Mengenai penyebaran Islam di Lembah Palu yang dulu mencakup tiga wilayah yakni Palu, Sigi, dan Donggala, nama Sayd Agil Al Mahdali disebut sebagai salah satu tokoh penting

Liputan6.com, Donggala - Mengenai penyebaran Islam di Lembah Palu yang dulu mencakup tiga wilayah yakni Palu, Sigi, dan Donggala, nama Sayd Agil Al Mahdali disebut sebagai salah satu tokoh penting yang awal membawa ajaran tersebut. Jejak saudagar Arab itu hingga kini masih dapat ditemui di Desa Wani II, Donggala.

Donggala pada tahun 1810-an sedang masyhur sebagai penghasil kopra. Komoditi tersebut kala itu juga menarik kedatangan seorang saudagar Arab.
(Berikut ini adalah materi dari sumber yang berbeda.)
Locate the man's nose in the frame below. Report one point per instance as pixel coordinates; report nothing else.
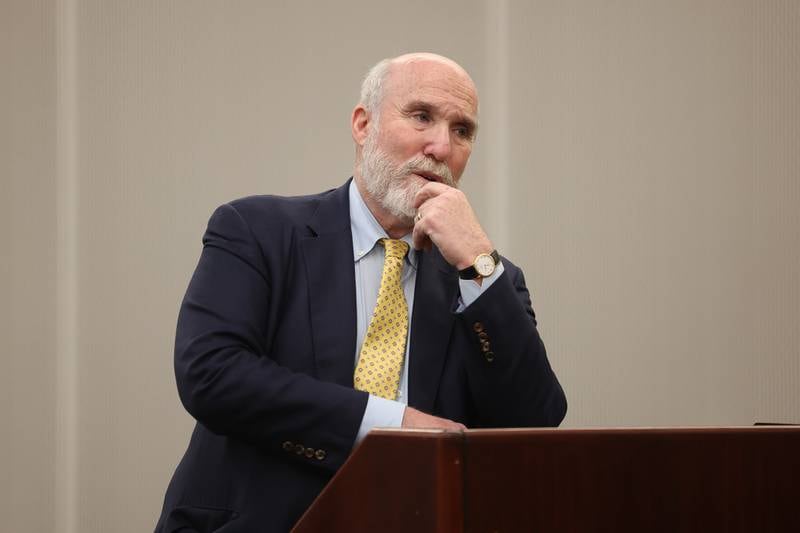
(438, 142)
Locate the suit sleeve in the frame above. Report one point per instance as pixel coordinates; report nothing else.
(227, 377)
(510, 379)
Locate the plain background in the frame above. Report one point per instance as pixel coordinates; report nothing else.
(639, 159)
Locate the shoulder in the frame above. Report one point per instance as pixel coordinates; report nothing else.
(268, 208)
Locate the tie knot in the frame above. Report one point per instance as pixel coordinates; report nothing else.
(395, 248)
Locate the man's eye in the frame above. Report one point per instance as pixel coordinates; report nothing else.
(463, 132)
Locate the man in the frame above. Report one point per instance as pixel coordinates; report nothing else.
(303, 326)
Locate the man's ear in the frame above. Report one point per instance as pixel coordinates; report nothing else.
(359, 124)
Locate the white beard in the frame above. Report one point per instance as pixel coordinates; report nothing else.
(391, 184)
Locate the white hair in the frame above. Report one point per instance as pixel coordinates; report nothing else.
(373, 86)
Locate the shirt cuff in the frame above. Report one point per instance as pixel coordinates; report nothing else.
(470, 289)
(380, 413)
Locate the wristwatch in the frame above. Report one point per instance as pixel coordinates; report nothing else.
(482, 267)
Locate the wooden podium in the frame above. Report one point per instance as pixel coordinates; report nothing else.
(731, 479)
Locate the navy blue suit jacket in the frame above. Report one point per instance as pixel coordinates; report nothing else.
(264, 359)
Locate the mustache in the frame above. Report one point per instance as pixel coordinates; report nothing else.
(426, 164)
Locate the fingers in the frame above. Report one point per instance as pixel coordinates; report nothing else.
(419, 420)
(428, 191)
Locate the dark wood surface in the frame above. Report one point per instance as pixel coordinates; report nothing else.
(567, 480)
(395, 481)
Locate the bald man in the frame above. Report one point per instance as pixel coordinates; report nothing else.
(281, 348)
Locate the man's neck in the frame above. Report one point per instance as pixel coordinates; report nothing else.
(395, 227)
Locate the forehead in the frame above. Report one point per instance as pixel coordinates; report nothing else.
(434, 82)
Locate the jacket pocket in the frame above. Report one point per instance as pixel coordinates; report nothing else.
(188, 519)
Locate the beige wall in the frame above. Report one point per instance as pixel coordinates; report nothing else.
(639, 160)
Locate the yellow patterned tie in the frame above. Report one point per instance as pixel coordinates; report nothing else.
(383, 349)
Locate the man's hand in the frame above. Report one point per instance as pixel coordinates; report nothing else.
(446, 219)
(418, 420)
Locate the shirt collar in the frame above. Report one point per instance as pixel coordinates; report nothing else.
(366, 230)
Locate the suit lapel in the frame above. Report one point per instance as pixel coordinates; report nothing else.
(328, 255)
(432, 321)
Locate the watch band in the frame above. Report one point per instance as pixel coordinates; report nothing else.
(472, 273)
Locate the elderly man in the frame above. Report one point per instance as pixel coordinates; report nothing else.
(311, 320)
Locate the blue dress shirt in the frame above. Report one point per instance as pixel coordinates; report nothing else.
(368, 261)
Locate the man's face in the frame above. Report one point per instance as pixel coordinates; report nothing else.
(424, 133)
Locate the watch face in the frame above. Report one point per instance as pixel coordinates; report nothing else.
(484, 264)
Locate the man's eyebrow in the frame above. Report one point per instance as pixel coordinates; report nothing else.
(422, 105)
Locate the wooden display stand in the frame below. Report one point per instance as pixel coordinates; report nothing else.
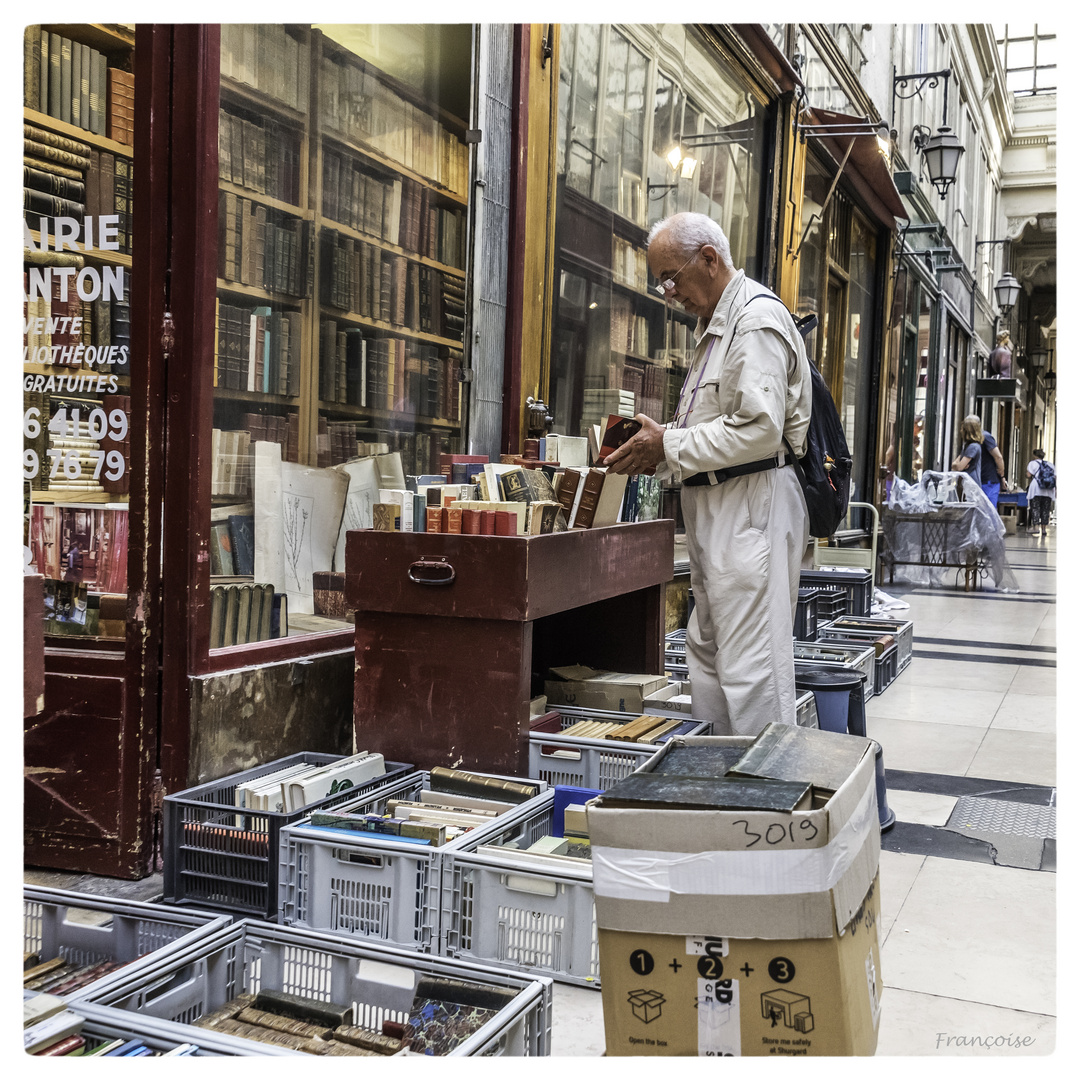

Ia berlabuh di pesisir Donggala, berharap bisa membuka jalur dagang dengan penduduk-penduduk lokal yang kaya dengan pekebunan kelapa.

Orang Arab itu berdasarkan penelitian sejarah menjadi orang Arab pertama yang menginjakkan kaki di Donggala. Lokasi itu sekarang masuk dalam Desa Wani II, Kecamatan Tanantovea.

Dia adalah Sayd atau Syeh Agil Al Mahdali, seorang arab dari Yaman Selatan yang karena penerimaan yang baik dari masyarakat kala itu akhirnya menetap dan membawa anggota keluarganya. Tokoh kharismatik itu bagi penduduk Desa Wani II hingga kini dikenal dengan sebutan ‘Tua Janggo’ yang berarti orang tua berjanggut panjang.

Peneliti dan dosen sejarah Universitas Tadulako (Untad), Haliadi Sadi yang pernah meneliti sejarah Islam di Lembah Palu mengungkapkan, Said Agil Al Mahdali adalah tokoh penyebar Islam periode kedua saat itu yang menekankan pada ideologi Islam.  Dia menjadi penyebar sesudah periode mistis dan sebelum masuknya periode Islam ilmu pengetahuan.

“Syeh Agil Al Mahdali menyebarkan ajaran Islam tentang syariat dan akhlak untuk penduduk setempat. Itu sebelum masuknya periode ketiga; Islam ilmu pengatahuan,” kata Haliadi, Selasa (5/5/2020).

Interaksi kuat Syeh Agil dengan warga lokal membuat Islam perlahan menyebar luas di daerah pesisir tersebut bahkan setelah tokoh berjuluk ‘tua janggo’ itu wafat dan dimakamkan di Desa Wani II antara tahun 1810 – 1850-an.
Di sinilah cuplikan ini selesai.